Using Google, it was interesting to note that this registrar has had a history of being involved in legal battles where customers of theirs have induced legal situations by attempting to perform shady activities, such as registering domains like cocacola.info and other nonsense. Admittedly, this isn't up to the registrar to handle, but SpyProductions looks to be a one-man operation (you can find the owners' blog online).

He seems like a decent enough fellow, but regardless of that fact, I wouldn't bother registering a domain with them -- or if you already have, consider closing your account with them and getting your CC number changed. All of the above is an accident waiting to happen...

Support for Sender ID SPF records

Parodius is now publishing Sender ID SPF records. Our SPF records are presently using SOFTFAIL (~all); this means that mail which does not pass SPF tests will be marked as "potentially" being sent from an invalid sender, but does not induce a 100% failure. We are using SOFTFAIL "just in case" things don't work correctly.

Our SPF records presently do not apply to "subdomains" (i.e. foobar.parodius.com). In addition, our SMTP servers are now configured to do SPF lookups as well.
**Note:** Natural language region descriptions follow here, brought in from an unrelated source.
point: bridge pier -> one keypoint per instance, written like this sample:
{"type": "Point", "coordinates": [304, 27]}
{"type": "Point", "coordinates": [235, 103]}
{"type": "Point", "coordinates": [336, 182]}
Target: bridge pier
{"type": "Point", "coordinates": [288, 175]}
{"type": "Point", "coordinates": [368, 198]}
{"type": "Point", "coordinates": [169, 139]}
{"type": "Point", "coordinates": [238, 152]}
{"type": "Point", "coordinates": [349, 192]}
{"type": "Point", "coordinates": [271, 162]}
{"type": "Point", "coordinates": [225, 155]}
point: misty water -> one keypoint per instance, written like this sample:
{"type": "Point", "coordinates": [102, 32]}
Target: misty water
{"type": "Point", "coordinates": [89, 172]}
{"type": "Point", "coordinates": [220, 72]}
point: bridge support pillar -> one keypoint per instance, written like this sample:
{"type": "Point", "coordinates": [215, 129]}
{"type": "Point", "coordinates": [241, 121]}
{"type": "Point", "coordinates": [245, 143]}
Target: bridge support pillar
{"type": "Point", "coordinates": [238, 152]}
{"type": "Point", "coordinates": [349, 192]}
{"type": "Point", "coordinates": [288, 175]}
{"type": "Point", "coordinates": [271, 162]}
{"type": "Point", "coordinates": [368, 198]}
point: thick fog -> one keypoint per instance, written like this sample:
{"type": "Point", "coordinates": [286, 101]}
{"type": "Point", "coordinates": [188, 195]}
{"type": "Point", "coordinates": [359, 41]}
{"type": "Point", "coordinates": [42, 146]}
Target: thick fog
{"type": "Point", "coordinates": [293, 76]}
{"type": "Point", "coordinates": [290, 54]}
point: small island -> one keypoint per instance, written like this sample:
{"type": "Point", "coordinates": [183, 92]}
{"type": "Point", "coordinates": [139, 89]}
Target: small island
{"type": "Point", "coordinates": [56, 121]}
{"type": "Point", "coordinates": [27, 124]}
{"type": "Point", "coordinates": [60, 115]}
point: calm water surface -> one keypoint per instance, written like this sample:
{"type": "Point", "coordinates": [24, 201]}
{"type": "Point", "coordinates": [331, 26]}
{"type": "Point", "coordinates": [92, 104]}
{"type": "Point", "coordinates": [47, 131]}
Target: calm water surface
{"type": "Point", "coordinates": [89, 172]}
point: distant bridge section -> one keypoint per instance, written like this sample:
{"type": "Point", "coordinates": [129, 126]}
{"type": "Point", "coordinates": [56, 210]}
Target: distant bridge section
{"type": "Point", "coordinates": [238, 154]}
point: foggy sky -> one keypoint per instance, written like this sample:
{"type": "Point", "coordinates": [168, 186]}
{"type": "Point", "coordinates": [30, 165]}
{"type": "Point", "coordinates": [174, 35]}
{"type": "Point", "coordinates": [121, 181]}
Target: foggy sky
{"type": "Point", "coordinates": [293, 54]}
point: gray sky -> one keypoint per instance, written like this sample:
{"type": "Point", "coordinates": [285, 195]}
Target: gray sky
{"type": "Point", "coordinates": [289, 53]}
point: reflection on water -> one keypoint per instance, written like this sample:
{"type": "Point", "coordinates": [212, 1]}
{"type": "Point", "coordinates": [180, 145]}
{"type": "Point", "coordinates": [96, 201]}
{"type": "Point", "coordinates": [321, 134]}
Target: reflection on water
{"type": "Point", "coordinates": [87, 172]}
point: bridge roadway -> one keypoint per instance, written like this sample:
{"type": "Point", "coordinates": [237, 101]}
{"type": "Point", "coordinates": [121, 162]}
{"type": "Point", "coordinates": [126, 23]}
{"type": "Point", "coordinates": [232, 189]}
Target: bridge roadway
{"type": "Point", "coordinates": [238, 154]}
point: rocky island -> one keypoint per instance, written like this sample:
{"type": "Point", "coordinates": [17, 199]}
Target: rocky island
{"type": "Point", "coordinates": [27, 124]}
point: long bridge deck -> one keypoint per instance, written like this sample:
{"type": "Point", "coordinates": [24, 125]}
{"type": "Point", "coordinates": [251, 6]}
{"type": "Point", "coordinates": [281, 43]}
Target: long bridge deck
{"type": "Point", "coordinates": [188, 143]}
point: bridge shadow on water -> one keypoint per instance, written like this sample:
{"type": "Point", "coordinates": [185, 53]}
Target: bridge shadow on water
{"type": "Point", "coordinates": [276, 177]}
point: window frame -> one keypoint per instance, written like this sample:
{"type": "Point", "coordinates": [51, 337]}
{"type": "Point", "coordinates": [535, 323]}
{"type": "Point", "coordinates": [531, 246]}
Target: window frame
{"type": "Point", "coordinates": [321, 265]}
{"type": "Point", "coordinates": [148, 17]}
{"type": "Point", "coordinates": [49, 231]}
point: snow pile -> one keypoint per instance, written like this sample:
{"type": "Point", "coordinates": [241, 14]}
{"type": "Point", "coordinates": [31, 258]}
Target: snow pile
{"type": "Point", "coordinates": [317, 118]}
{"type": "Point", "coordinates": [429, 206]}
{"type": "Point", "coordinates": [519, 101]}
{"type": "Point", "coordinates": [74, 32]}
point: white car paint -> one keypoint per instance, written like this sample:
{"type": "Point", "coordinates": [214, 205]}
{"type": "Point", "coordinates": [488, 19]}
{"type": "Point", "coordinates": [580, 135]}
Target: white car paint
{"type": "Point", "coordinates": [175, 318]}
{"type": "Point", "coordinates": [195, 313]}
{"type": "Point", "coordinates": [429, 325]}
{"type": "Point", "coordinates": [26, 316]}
Important notes for Parodius users:

  1. Individuals sending mail through their ISP's mail servers with a user@parodius.com address may find that some mail may get rejected by Internet mail servers using SPF. These individuals should contact us to configure sending mail for user@parodius.com through our mail servers instead.
  2. Individuals bouncing (forwarding without changing headers) mail without changing the From: header line to match their own address may find that such mail may get rejected by Internet mail servers using SPF. This is a known limitation of SPF (the link content refers to bouncing as "forwarding", and forwarding as "remailing"). Users should configure their mail client to change the From: line, or do it manually, before bouncing mail. In the future, we will likely adopt the SRS model, which should address this issue.